When should I use Result<T> instead of exceptions?

Use Result<T> when the failure is an expected part of the API contract: configuration parsing, network timeouts, missing files, invalid user input. Use exceptions for genuinely exceptional situations: out-of-memory, programmer errors like precondition violations, and corruption.

The boundary matters more than the choice: never leak exceptions across a module that promises Result<T>, and never return Result<T> from a function whose caller expects exceptions.

How do I chain Result<T> operations without nesting?

Use .and_then() / .or_else() — each step composes onto the previous one and short-circuits on the first error. See Result Tutorial for a worked example.

Why doesn't .value() just return a default on error?

Because silently swallowing errors is how bugs hide for months. If you genuinely want a default, say so explicitly with .value_or(default). .value() on an error is a contract violation and should fail loudly.

Dependency Injection Questions

How does the service container lifecycle work?

Singletons live for the lifetime of the container. Transients are created on each resolve and owned by the caller. The container itself is process-global by default (service_container::instance()), but you can create local instances for isolated test scopes.

Can I use common_system without the rest of the ecosystem?

Yes. common_system is deliberately the foundation layer and has no dependencies on the other kcenon systems. You can pull it in for Result<T>, the service container, and the event bus without committing to the full stack.

Build and Integration Questions

What C++ version is required?

C++20. Specifically, the code uses std::format, concepts, and three-way comparison, so the minimum compiler baseline is GCC 13, Clang 17, or MSVC 2022.

How do I integrate with existing exception-based code?

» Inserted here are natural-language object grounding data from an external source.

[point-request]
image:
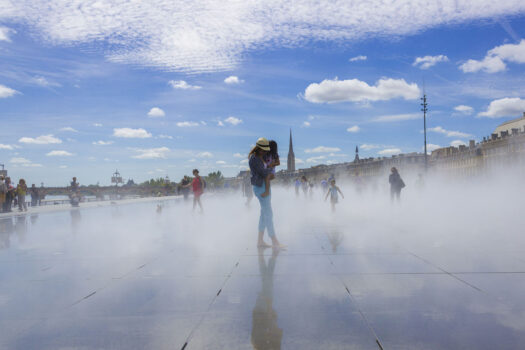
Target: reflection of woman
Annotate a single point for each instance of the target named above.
(259, 173)
(266, 334)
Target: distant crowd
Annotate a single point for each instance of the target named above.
(12, 197)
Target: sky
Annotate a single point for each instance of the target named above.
(161, 87)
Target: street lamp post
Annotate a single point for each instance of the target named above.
(425, 110)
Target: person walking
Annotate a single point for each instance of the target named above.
(21, 191)
(3, 191)
(333, 193)
(259, 172)
(34, 195)
(198, 189)
(396, 184)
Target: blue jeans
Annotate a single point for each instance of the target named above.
(266, 218)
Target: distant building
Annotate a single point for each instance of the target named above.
(291, 156)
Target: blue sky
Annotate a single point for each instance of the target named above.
(161, 88)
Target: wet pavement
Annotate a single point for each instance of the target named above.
(127, 277)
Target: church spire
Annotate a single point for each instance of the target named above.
(291, 155)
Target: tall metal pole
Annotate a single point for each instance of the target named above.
(424, 109)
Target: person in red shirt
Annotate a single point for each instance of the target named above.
(198, 188)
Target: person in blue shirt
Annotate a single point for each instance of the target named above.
(259, 173)
(332, 192)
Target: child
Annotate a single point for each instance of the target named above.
(271, 161)
(332, 191)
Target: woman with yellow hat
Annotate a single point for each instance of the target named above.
(259, 172)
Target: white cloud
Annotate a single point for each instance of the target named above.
(504, 107)
(510, 52)
(389, 151)
(151, 153)
(44, 82)
(354, 90)
(181, 84)
(495, 59)
(5, 33)
(40, 140)
(233, 120)
(397, 117)
(204, 155)
(322, 149)
(449, 133)
(464, 109)
(490, 64)
(232, 79)
(68, 128)
(367, 146)
(429, 61)
(187, 36)
(102, 143)
(156, 112)
(131, 133)
(19, 161)
(59, 154)
(315, 159)
(187, 124)
(457, 143)
(358, 58)
(7, 92)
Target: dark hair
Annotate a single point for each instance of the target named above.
(273, 148)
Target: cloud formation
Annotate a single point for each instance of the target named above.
(187, 124)
(40, 140)
(464, 109)
(233, 120)
(322, 149)
(187, 36)
(397, 117)
(6, 92)
(102, 143)
(151, 153)
(354, 90)
(449, 133)
(429, 61)
(358, 58)
(232, 79)
(156, 112)
(183, 85)
(504, 107)
(495, 59)
(59, 154)
(131, 133)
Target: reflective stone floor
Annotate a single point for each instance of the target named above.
(130, 278)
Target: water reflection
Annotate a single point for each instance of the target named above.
(266, 334)
(336, 238)
(6, 228)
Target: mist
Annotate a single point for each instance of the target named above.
(134, 276)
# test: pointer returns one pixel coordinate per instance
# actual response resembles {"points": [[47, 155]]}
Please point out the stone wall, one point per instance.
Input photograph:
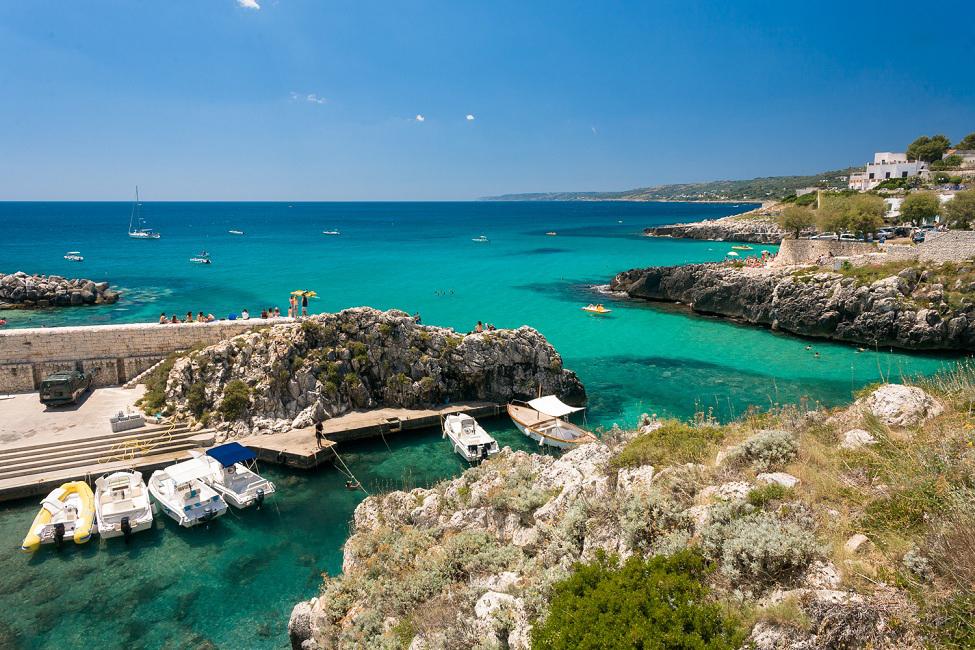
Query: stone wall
{"points": [[113, 353]]}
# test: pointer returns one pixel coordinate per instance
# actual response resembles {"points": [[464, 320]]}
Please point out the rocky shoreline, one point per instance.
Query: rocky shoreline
{"points": [[757, 227], [22, 291], [915, 309], [473, 561], [292, 375]]}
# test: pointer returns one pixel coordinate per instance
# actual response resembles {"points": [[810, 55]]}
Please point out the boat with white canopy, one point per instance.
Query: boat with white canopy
{"points": [[544, 419], [233, 473], [470, 440], [122, 504], [183, 495]]}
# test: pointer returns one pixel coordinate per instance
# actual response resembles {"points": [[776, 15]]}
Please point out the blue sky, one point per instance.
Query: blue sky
{"points": [[317, 100]]}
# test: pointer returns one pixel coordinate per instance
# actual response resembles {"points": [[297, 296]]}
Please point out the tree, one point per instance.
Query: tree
{"points": [[928, 149], [920, 207], [967, 143], [652, 604], [960, 211], [795, 219]]}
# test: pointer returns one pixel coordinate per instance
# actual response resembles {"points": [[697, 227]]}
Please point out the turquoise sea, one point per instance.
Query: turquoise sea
{"points": [[233, 585]]}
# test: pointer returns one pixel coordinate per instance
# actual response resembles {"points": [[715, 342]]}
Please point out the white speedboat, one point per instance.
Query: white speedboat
{"points": [[470, 441], [543, 419], [122, 504], [233, 473], [137, 225], [183, 495]]}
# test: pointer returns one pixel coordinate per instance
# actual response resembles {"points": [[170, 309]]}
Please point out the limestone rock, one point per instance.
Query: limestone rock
{"points": [[898, 405], [857, 438], [783, 479]]}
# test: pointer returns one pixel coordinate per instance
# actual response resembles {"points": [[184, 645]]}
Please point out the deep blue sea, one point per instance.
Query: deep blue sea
{"points": [[234, 585]]}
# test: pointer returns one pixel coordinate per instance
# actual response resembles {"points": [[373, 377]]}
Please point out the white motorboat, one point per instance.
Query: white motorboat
{"points": [[543, 419], [469, 439], [137, 225], [183, 495], [233, 473], [122, 504]]}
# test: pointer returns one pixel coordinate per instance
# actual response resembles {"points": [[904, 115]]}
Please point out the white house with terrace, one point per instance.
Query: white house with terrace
{"points": [[886, 165]]}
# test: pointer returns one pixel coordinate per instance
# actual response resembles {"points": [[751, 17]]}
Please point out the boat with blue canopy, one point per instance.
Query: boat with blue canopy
{"points": [[233, 474]]}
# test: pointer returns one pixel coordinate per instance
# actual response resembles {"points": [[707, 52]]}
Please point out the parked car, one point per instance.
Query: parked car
{"points": [[64, 387]]}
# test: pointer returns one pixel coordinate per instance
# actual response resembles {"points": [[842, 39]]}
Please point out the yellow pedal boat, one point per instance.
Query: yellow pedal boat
{"points": [[68, 511]]}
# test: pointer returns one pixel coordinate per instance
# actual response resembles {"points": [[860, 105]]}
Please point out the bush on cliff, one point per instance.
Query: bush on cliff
{"points": [[236, 399], [656, 603]]}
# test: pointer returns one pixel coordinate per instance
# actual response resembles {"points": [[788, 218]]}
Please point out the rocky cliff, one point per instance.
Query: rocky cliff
{"points": [[295, 374], [471, 562], [918, 308], [20, 290]]}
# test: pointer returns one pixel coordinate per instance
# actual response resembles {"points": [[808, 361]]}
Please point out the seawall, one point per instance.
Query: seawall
{"points": [[114, 354]]}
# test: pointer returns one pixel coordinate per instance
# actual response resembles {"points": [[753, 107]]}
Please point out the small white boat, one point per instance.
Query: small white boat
{"points": [[233, 473], [542, 419], [137, 225], [182, 494], [470, 440], [122, 504]]}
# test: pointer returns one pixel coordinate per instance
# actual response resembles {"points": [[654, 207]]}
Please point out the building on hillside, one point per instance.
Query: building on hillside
{"points": [[885, 166]]}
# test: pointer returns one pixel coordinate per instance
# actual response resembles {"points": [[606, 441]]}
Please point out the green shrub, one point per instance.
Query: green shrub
{"points": [[766, 450], [196, 399], [656, 603], [236, 399], [674, 443]]}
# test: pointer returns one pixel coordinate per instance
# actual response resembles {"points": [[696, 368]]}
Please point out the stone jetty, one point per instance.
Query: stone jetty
{"points": [[23, 291], [293, 375]]}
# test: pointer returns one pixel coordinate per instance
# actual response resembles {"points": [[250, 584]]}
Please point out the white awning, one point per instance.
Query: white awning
{"points": [[552, 406], [190, 470]]}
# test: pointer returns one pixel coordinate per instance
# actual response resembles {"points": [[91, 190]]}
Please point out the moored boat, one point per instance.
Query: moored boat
{"points": [[68, 512], [233, 474], [122, 504], [182, 494], [543, 419], [469, 439]]}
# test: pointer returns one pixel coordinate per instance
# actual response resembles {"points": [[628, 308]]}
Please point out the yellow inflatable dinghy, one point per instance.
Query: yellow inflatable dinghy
{"points": [[68, 511]]}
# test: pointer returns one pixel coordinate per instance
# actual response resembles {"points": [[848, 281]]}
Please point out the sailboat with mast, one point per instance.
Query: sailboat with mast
{"points": [[137, 225]]}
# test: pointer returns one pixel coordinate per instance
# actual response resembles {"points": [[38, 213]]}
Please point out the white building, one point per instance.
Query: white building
{"points": [[885, 165]]}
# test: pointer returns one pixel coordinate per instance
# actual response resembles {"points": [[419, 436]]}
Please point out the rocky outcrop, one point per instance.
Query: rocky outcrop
{"points": [[904, 311], [20, 290], [757, 229], [295, 374]]}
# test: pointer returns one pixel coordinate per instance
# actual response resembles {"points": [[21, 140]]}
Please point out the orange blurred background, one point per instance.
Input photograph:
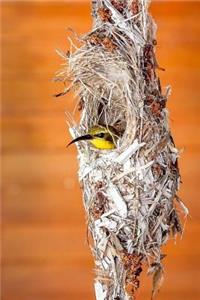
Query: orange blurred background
{"points": [[45, 254]]}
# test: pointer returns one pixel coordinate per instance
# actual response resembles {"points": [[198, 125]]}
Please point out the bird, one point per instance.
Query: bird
{"points": [[101, 137]]}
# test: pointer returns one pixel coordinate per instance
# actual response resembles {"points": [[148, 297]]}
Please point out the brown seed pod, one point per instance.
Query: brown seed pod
{"points": [[134, 7]]}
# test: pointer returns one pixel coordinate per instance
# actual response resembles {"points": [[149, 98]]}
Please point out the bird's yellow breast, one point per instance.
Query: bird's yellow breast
{"points": [[102, 144]]}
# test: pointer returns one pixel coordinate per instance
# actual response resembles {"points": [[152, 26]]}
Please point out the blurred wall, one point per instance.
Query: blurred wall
{"points": [[45, 254]]}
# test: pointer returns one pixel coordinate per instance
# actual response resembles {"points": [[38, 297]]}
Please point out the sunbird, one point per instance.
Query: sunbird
{"points": [[101, 137]]}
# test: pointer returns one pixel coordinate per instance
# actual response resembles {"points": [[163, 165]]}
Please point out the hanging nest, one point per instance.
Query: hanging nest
{"points": [[130, 192]]}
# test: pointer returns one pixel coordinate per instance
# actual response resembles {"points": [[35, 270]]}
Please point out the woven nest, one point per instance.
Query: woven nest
{"points": [[130, 192]]}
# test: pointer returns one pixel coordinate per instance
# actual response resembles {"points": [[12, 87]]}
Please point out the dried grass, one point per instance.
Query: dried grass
{"points": [[130, 192]]}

Wrap the exception boundary with a try/catch that converts to Result:

Result<int> safe_parse(const std::string& s) {
try {
return make_ok(std::stoi(s));
} catch (const std::exception& e) {
return make_error<int>(error_code::parse_failed, e.what());
}
}

Do this once at the boundary — not in every function.

Threading Questions

Is the service container thread-safe?

Yes for lookup and resolve. Registration is also thread-safe but intended to happen during application startup before any resolves — registering from multiple threads while others are resolving is supported but stylistically suspect.

Does the event bus dispatch on a worker thread?

No — handlers run synchronously on the publisher's thread. If you need async dispatch, wrap the handler in a lambda that posts work to thread_system's pool.

Testing Questions

How do I mock a service for testing?

Create a test double that implements the interface and register it instead of the production implementation. See Tutorial: Dependency Injection for the pattern.

How do I test Result-returning functions?

Check both branches explicitly:

TEST(Parser, rejects_empty_input) {
auto r = parse("");
ASSERT_TRUE(r.is_error());
EXPECT_EQ(r.error().code, error_code::invalid_argument);
}

Performance Questions

Is Result<T> expensive compared to exceptions?

In the happy path, Result<T> is usually cheaper: no stack unwinding, no RTTI lookup, and the compiler can often inline the check away. In the error path, Result is consistently cheap while exceptions are consistently expensive.

Deployment Questions

Is common_system header-only?

Most of it is. Some patterns (event bus, circuit breaker) have small .cpp files. The CMake target handles both cases transparently — just link kcenon::common_system.